Das Foto zeigt eine Gruppe von Leuten auf einem Dock auf dem Jaluit-Atoll, das zu den Marshallinseln gehört. In der Dokumentation „Amelia Earhart: The Lost Evidence“ behaupten die Filmemacher, dass es sich bei zwei Personen auf dem Bild um Earharts Navigator Fred Noonan und Earhart selbst handelt, die sich 1937 in Gewahrsam des japanischen Militärs befinden. Auf dem Foto soll ein Mann, der neben einem Pfeiler steht, Fred Noonan sein, während es sich bei einer Person unbestimmten Geschlechts, die am Rand des Docks hockt, um Earhart handeln soll.
Neue Hinweise lassen allerdings darauf schließen, dass das Foto 1935 in einem japanischen Reisebericht über die Inseln des Südpazifiks erschien. Kota Yamano, der einen Blog über japanische Militärgeschichte betreibt, erklärte in einem Post vom 9. Juli, dass er das Bild über eine Suche der Japanischen Nationalbibliothek gefunden hat. Er hat den Suchbegriff „Jaluit-Atoll“ verwendet – den Ort, der auf dem Foto angegeben ist.
„Das Foto war das zehnte Suchergebnis, das auftauchte“, sagte er in einem Interview mit dem „Guardian“. „Ich war wirklich froh, als ich es gesehen habe.
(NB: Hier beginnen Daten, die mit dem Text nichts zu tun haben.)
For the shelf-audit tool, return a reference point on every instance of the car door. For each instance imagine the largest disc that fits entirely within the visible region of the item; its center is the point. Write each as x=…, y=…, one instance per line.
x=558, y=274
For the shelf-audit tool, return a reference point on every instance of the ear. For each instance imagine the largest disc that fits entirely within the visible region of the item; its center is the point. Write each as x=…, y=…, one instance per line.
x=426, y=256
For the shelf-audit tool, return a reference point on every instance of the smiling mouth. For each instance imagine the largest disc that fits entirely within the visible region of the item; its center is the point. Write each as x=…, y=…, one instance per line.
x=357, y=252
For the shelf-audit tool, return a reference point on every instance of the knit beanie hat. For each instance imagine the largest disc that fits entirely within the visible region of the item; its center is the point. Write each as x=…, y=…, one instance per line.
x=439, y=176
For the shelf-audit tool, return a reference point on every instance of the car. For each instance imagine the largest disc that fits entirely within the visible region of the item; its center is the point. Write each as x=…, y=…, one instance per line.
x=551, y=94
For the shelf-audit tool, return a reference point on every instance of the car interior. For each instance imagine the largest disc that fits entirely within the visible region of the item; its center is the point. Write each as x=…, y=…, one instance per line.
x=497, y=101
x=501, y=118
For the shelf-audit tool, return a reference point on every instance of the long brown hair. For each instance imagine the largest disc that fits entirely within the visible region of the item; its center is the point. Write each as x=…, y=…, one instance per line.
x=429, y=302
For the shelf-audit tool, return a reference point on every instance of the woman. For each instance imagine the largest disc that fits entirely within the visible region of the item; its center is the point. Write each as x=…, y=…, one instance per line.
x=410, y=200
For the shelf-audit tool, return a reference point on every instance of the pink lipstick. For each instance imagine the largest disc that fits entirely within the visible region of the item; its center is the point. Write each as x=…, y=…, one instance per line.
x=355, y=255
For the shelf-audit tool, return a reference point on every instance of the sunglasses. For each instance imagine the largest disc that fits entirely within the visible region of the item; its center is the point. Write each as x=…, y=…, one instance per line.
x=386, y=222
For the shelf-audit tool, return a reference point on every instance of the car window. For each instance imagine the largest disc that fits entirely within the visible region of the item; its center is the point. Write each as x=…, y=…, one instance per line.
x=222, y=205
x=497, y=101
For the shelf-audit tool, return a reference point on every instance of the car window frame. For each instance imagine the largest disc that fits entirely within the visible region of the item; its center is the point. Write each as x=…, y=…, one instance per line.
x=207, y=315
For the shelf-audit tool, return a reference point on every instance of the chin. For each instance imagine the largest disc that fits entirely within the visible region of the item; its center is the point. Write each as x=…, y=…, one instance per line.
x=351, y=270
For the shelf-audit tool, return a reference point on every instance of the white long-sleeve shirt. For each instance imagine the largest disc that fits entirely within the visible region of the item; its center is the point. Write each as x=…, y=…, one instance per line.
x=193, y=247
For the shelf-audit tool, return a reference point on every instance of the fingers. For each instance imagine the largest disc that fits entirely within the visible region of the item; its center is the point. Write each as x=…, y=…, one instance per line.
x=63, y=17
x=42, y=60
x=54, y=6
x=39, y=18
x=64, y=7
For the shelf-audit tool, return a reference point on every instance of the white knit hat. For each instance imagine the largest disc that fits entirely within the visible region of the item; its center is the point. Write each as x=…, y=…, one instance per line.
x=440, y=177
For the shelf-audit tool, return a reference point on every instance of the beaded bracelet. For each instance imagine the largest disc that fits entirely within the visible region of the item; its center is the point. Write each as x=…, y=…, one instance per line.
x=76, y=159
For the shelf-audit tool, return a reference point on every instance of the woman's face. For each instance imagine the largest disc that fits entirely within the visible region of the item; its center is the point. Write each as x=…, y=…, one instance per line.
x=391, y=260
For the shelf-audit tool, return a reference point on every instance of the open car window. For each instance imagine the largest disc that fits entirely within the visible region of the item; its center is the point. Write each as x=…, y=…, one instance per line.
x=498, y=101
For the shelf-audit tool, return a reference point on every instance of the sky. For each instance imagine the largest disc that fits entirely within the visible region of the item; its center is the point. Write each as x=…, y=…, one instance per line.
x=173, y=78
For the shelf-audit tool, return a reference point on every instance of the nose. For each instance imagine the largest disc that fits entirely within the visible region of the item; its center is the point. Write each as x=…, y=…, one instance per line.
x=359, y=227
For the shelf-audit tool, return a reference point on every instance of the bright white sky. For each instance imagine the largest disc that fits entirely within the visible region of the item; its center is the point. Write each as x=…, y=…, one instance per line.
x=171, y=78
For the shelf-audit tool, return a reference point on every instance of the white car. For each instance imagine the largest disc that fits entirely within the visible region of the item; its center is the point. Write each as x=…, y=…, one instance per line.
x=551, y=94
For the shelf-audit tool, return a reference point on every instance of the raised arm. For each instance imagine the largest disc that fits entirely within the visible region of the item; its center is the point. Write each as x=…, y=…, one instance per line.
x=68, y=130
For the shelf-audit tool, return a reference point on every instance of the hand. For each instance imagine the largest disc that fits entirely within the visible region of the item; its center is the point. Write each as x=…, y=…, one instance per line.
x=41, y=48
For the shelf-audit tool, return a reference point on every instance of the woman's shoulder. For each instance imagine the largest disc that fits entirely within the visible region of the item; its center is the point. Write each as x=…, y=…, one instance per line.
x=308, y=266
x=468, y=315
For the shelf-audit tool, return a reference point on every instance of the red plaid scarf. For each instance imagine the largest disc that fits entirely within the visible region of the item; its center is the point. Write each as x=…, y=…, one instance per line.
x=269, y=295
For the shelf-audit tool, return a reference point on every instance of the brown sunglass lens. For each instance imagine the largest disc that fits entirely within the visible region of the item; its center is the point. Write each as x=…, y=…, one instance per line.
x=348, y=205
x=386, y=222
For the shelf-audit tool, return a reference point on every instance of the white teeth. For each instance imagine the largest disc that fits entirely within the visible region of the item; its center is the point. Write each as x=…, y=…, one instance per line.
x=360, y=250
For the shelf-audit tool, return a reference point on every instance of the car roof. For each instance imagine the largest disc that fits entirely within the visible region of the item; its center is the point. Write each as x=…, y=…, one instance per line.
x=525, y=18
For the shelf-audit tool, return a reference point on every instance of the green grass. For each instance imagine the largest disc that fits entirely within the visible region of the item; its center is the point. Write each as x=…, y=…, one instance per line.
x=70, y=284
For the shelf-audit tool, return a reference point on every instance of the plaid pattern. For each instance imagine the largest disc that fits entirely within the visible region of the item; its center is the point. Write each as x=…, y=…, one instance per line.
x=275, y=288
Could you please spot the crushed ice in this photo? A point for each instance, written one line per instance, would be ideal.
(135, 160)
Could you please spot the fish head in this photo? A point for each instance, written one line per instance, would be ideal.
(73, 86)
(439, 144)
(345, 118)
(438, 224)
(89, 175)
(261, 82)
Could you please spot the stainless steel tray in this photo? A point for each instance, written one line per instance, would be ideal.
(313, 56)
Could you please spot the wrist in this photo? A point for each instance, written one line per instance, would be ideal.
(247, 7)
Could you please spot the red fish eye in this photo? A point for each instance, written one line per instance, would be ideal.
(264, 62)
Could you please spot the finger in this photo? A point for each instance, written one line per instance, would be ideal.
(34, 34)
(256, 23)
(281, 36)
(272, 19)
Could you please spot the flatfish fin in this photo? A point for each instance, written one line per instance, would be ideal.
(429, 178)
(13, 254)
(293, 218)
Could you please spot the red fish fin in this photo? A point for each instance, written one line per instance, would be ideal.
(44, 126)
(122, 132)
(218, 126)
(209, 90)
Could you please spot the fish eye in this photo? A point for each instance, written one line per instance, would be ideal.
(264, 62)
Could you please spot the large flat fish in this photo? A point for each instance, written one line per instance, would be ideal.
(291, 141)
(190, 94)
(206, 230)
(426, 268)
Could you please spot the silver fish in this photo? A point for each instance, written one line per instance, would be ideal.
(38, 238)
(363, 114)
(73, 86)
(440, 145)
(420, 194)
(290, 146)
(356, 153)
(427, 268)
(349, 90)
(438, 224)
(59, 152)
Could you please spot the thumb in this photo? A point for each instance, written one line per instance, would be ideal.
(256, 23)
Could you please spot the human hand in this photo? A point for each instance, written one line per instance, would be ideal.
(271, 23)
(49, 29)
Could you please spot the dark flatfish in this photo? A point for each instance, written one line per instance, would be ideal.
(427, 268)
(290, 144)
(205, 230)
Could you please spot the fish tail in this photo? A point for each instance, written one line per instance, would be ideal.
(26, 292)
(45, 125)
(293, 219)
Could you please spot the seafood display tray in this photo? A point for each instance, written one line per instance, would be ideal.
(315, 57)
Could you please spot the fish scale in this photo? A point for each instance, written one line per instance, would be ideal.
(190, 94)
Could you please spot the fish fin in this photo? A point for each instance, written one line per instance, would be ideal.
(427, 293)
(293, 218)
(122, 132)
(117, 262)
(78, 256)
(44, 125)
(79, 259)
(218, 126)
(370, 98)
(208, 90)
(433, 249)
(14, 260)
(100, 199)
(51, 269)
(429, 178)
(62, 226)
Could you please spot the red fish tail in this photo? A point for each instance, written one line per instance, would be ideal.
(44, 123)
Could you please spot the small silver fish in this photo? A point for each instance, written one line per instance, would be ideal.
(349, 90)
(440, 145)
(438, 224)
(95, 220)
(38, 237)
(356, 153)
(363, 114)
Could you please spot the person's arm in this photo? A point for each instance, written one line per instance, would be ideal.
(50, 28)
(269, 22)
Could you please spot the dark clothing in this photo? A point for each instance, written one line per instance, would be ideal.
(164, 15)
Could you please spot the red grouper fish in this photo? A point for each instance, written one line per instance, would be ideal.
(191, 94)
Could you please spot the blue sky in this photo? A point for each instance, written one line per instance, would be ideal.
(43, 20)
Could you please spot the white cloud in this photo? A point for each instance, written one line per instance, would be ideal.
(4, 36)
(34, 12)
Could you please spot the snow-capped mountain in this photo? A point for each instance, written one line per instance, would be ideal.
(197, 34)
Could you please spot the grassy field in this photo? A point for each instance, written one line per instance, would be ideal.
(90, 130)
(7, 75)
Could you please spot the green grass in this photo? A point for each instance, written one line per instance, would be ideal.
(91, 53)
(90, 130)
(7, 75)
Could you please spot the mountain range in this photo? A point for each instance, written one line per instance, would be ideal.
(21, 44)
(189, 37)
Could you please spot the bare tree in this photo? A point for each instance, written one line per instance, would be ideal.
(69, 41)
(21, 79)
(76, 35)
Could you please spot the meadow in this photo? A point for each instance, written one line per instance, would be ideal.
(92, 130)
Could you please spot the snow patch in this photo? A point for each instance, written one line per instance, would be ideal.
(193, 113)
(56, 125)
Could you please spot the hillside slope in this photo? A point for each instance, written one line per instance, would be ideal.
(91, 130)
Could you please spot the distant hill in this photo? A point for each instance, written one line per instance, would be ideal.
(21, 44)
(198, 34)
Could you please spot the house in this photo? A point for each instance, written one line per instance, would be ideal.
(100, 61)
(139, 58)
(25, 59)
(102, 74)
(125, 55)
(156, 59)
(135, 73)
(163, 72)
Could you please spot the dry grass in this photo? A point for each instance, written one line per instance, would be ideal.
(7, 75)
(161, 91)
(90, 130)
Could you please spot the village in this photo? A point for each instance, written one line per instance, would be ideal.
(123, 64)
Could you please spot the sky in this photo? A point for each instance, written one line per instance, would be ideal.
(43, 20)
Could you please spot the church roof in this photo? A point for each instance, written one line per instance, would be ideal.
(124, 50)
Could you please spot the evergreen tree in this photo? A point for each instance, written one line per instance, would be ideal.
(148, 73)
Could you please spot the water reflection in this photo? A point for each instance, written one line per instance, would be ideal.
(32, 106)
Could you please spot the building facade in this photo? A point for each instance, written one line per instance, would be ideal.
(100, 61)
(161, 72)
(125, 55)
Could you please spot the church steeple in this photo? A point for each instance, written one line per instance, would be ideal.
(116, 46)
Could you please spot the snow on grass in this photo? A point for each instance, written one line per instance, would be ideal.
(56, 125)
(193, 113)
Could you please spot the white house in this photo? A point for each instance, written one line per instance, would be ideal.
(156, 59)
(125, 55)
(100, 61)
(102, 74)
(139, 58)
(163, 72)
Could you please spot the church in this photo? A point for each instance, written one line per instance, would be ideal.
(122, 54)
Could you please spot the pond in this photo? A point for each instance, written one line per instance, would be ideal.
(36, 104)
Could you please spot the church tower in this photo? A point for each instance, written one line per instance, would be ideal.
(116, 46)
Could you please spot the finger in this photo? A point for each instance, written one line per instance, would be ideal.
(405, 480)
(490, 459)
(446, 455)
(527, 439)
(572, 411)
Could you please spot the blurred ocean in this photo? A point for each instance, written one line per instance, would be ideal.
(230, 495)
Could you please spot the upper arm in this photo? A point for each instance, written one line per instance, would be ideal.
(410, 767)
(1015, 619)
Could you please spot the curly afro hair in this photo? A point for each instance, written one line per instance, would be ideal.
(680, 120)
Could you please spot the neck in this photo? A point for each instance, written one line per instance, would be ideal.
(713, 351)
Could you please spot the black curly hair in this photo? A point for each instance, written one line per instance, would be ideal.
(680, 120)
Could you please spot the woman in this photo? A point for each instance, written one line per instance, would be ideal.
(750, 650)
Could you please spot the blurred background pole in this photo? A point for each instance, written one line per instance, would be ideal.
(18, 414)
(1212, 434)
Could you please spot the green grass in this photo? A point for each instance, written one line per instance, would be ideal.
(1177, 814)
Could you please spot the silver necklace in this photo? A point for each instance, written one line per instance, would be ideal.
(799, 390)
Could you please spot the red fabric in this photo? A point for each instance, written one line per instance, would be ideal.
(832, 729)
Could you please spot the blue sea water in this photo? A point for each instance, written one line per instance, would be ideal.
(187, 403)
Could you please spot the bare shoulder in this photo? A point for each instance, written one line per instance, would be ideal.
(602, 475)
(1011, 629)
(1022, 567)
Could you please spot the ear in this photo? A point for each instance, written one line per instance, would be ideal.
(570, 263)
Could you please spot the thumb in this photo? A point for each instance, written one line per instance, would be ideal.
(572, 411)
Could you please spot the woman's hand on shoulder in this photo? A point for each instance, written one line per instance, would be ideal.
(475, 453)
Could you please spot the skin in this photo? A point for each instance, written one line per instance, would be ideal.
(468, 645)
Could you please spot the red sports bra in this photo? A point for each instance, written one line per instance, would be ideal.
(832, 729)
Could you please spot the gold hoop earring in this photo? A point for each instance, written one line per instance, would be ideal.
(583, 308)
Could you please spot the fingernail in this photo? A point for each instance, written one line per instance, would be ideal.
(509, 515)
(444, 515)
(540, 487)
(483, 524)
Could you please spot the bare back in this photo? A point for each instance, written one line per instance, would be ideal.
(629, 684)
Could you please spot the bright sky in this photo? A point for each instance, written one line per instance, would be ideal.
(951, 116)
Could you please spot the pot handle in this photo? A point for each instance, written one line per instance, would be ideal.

Ich finde es merkwürdig, dass die Macher der Dokumentation das Veröffentlichungsdatum des Fotos und die Publikation, in der es ursprünglich erschien, nicht bestätigt haben. Das ist das Erste, was sie hätten tun sollen.“
Sein Suchbegriff brachte den Reisebericht „The Ocean's "Lifeline": The Condition of Our South Seas“ (dt. Die ‚Rettungsleine‘ des Ozeans: Der Zustand unserer Südsee, wobei „lifeline“ sowohl Rettungsleine als auch Lebensader bedeuten kann) zum Vorschein, in dem das besagte Foto auf Seite 44 zu sehen ist. Eine Übersetzung der Bildunterschrift beschreibt einen lebhaften Hafen, in dem regelmäßig Schonerrennen stattfinden – kein Wort über Earhart oder Noonan. Seite 113 des Buches lässt darauf schließen, dass der Reisebericht im Oktober 1935 veröffentlicht wurde.
Yamano hat seine Beweise laut eigener Aussage innerhalb von 30 Minuten zusammengetragen. Sie untergraben die Behauptung des History Channel, dass die berühmte Pilotin auf den Marshallinseln abstürzte und in Gefangenschaft des japanischen Militärs geriet. Einwohner der Marshallinseln und einige Earhart-Enthusiasten sind schon seit Langem Verfechter dieses Szenarios. Viele andere begeisterte Verehrer der Pilotin finden es allerdings hanebüchen.
Die offizielle Position der USA lautet, dass Earhart und Noonan der Treibstoff ausging und sie im Meer abstürzten, als sie auf dem Weg zur Howlandinsel waren. Die kleine Insel liegt im Pazifik, nur ein Stück nördlich des Äquators. Sie war der geplante Zwischenstopp des Duos zwischen Papua-Neuguinea und Hawaii.
Eine alternative Hypothese schlägt vor, dass sie eine Bruchladung auf Nikumaroro machten, einer kleinen Insel etwa 350 Seemeilen entfernt von der Howlandinsel. Dort fand man auch Gegenstände aus den 1930ern.
SKEPSIS UND VERWIRRUNG
Im Vorfeld der Doku-Premiere am 9. Juli pries der History Channel das Foto, das er aus dem Nationalarchiv der USA hatte, als potenziell transformativen Beweis an. Es wurde berichtet, die Aufnahme stamme aus der Zeit vor dem Zweiten Weltkrieg, womöglich aus dem Jahr 1937. Aber seit man von der Dokumentation erfuhr, haben Experten skeptisch reagiert, was sich mit Yamanos Fund nicht geändert hat.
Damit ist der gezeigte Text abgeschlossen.